The collapse of China’s demand for pigmeat imports in the 2nd and 3rd quarter will have been a heavy blow to the European pig sector which has not fully recovered from Covid-19 – either on the demand side or the supply side. In the latest census results, only Spanish and Danish farmers seemed inclined to hold their breeding herd numbers steady or to increase them.
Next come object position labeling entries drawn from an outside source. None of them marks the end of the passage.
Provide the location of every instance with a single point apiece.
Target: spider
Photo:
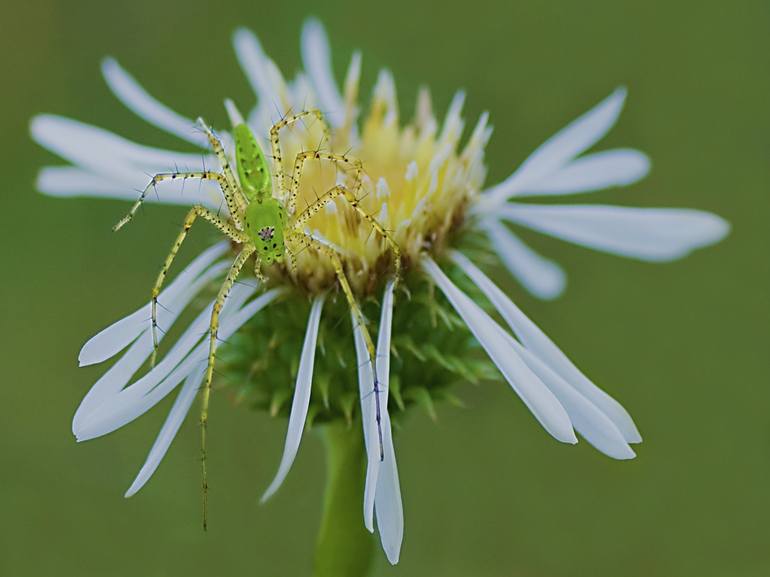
(264, 225)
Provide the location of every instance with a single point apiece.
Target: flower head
(424, 184)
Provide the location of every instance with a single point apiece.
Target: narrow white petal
(111, 389)
(70, 181)
(301, 402)
(139, 397)
(538, 342)
(542, 277)
(170, 428)
(104, 152)
(652, 234)
(316, 56)
(617, 167)
(588, 420)
(369, 422)
(570, 141)
(387, 501)
(536, 396)
(139, 101)
(253, 62)
(583, 404)
(113, 339)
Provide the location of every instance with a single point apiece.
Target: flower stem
(345, 548)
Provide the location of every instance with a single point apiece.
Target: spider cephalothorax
(264, 225)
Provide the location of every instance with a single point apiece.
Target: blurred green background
(487, 493)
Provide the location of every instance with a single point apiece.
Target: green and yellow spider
(264, 225)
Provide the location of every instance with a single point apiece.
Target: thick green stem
(345, 548)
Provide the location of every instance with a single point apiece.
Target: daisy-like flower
(425, 184)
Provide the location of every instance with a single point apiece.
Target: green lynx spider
(264, 226)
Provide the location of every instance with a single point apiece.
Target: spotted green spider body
(264, 226)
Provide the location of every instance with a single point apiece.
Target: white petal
(653, 234)
(387, 501)
(562, 147)
(254, 64)
(174, 297)
(617, 167)
(538, 342)
(110, 385)
(369, 422)
(170, 428)
(69, 181)
(109, 391)
(139, 101)
(536, 396)
(598, 428)
(107, 153)
(588, 420)
(542, 277)
(316, 56)
(301, 402)
(145, 393)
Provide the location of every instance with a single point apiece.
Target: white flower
(423, 187)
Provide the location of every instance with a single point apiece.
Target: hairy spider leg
(276, 145)
(227, 191)
(356, 167)
(236, 202)
(224, 291)
(197, 210)
(309, 242)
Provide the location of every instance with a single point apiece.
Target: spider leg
(310, 242)
(160, 177)
(339, 190)
(224, 291)
(276, 145)
(236, 201)
(258, 269)
(195, 212)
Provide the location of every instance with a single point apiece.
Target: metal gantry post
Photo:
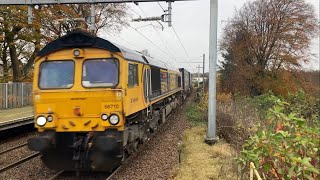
(93, 18)
(169, 13)
(203, 68)
(22, 94)
(211, 136)
(198, 76)
(6, 95)
(30, 15)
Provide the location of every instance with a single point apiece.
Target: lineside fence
(15, 95)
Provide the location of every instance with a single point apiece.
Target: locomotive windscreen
(155, 82)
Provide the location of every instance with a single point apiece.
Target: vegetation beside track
(280, 135)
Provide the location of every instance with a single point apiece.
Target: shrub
(287, 149)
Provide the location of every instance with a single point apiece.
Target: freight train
(96, 102)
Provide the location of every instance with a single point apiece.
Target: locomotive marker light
(41, 121)
(114, 119)
(104, 117)
(50, 118)
(76, 53)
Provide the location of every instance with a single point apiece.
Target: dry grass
(201, 161)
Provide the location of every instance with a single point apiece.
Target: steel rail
(56, 175)
(14, 164)
(11, 149)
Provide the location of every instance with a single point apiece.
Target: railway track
(13, 148)
(16, 163)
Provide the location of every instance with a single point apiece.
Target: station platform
(11, 118)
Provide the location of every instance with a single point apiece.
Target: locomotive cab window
(133, 79)
(100, 73)
(56, 74)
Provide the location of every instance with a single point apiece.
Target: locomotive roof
(80, 39)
All other major pig producing member states were cutting back.
Supply side of pig industry is not robust
Reports of Porcine Reproductive and Respiratory Syndrome (PRRS) incidence in the USA, the ongoing presence of ASF in China and China’s hog cycle, and the possibilities of ASF infections crossing from wild boar to commercial pigs in Europe or reaching America, mean that the supply side of the global pig industry is far from robust.
Pig producers and processors have the worst of both worlds in front of them. In the short and medium term supply is contracting or likely to contract because of low margins, disease, or the mechanics of the hog cycle. Prices, however, could yet recover strongly if producers contract too much and/or post-Covid demand comes back quickly and in strength.
The premium for local pork chains
A global answer to the questions raised by the various scenarios isn’t easy to compute. It’s likely that, against a background of global gloom and boom individual countries and regions will work out their own recovery, or their return to misery. Global trade (globalisation) could once be relied upon to smooth out these disparate effects but with major problems in ocean freight activity, Covid, animal disease and geo-politics in play we don’t have the usual tools to help restore equilibrium.
Globalisation and global trade used to offer businesses a more certain environment since supply chains could adapt and flow around regional problems. For a variety of reasons, those responses are less easy to put into play now and there will be a premium put on resilient local supply chains.